I had discovered the recipe in a book
in the basement just last week, had devoured its advice and warnings about beauty,
and instructions for potpourri, herbal masks, and beauty soaks. The stern Victorian
words, capitalized and underscored: The Young Lady is advised to retire to
the Privacy of her own toiletry with only the company of her Maid to assist in
the Beauty Episode. When I had leafed through the yellowed, musty pages, a
pressed pansy, as brittle and brown as a moth's wing had zigzagged to the floor
in a papery flurry.
"I brought beer," she said.
"It's downstairs in the fridge." "Why?"
"For you. To really celebrate." "I don't
drink beer." She walked over to an alcove window,
stood with her back to me. I wondered if she would even tell me. I glanced over
at the wastebasket in the corner where the pregnancy test box was crammed out
of sight. I pulled the mildewed shower curtain between us.
She cleared her throat. "I'm going away this weekend."
"Well," I said, "that's not news."
I spread more of the mix on my shoulders, across my collarbones.

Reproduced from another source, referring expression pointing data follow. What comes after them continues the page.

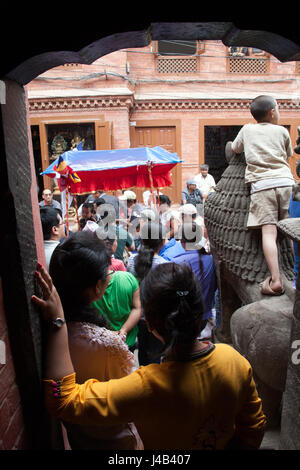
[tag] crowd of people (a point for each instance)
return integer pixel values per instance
(141, 276)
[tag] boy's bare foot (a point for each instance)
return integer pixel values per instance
(268, 287)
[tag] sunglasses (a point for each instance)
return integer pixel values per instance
(110, 273)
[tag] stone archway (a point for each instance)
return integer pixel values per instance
(20, 235)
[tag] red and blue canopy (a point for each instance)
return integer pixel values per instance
(85, 171)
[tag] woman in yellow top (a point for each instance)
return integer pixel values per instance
(202, 396)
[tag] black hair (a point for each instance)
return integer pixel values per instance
(77, 264)
(89, 205)
(152, 236)
(99, 200)
(49, 219)
(163, 199)
(190, 232)
(171, 299)
(261, 105)
(108, 235)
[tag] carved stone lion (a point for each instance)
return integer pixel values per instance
(257, 325)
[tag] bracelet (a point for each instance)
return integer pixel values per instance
(58, 322)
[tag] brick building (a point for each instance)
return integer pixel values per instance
(189, 97)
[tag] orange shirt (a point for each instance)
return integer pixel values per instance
(199, 404)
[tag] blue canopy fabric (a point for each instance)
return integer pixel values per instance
(114, 169)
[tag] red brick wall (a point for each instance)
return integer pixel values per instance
(12, 434)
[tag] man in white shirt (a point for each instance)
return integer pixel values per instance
(53, 230)
(205, 182)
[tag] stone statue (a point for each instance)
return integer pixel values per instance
(257, 325)
(58, 146)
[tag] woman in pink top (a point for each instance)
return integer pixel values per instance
(96, 351)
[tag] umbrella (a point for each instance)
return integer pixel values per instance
(85, 171)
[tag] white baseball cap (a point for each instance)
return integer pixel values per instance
(129, 195)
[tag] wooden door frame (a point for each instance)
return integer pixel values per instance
(163, 123)
(293, 123)
(42, 121)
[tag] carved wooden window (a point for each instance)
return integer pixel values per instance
(178, 57)
(247, 60)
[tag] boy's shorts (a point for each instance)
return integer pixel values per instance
(269, 206)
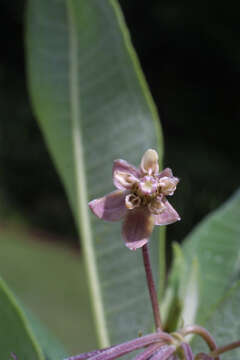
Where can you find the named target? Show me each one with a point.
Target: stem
(225, 348)
(199, 330)
(149, 351)
(119, 350)
(151, 288)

"I mean I'm not just staying away over at Susan's or Penny'sI'm going
away. I'm going awaywith Him." Him. Capitalized
as if He were in red like the print in Gran's Bible. The starring parts, where
Jesus spoke. "Your teacher?" I peeked out from
the shower curtain and she turned to face me. She nodded, walked over and sat
down on the stool again. Her face was soft now, damp from the steam of my bath
and the heat of her news. Her eyebrows were as white as cornsilk, her eyelashes
clear. My sister had a certain pale, bright beauty, while I was an almost blonde,
a shadowy hybrid. Ginnie was willowy and golden, I was shorter and freckled. I
imagined our own in utero tug-of-war. How she had seized all those pale,
paternal Scandinavian genes, pulled at those chromosomes until they stretched
like taffy.
"We're going to a conference todayall
day with a stopover in a log cabin tonight in the mountains." She tried to
keep her face blank. "And you're going as his"I
searched for the term, then held it with tongs"student assistant?"
"Well... yes." "Doesn't
he have a family? I mean, how can you forget that?"
"Believe me, I don't forget Wife." "What
if she finds out about this?" "Wife doesn't
go out. Anywhere. Daniel does everything for her. She's like an invalid or something.

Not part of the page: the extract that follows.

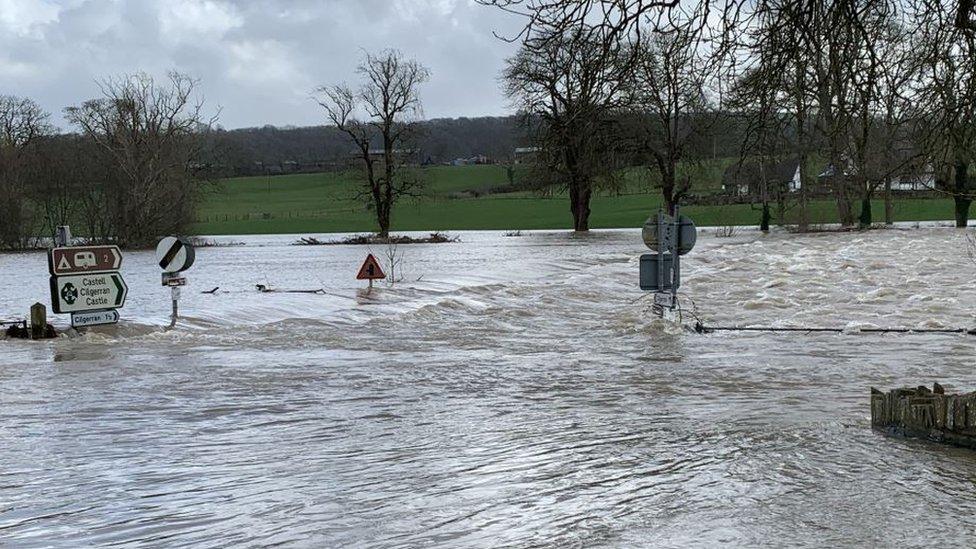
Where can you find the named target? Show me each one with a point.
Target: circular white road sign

But there's nothing wrong with her. Wife is just real sensitive or something."
She shrugged her shoulders. I sunk back in the water.
I looked down at my knees poking out of the gooey, white water like identical
pink islands. "Cutter, this is important, so listen.
If anyone calls me this weekend, I don't care who they are or what they want,
tell them I'm at the library." Ah. So that explained
our chat. An alibi. "I'm not going to lie," I said. "It's Wife
isn't it?" It was the first time I used the nickname, and I felt its power
to distance, to make fun, even as I felt ashamed for using it. "She knows."
"No, she doesn't. But there's been... some gossip."
"I'm shocked." "Don't, Cutter. Sarcasm
is derived from the Greek for tearing of the flesh. Did you know that? It means
to wound." I rinsed off and wrapped myself in a towel.
When I finished she was sitting on the stool again, looking down.
"If Gran weren't dead, this would kill her," I said, shaking my head.
"Kill her." "Who cares about the past?
I'm talking about the here and now. And the future. I'm talking about reality."
I detected the slightest wobble in her voice. If I thought she'd listen to me,
I would have reminded her that our family's motto could be, "Love goeth before
the fall." "I have to pack now. He's coming
to pick me up." My sister wrapped her arms around herself, her gaze softened.
I knew she was gone from me, then. Love had snatched her away.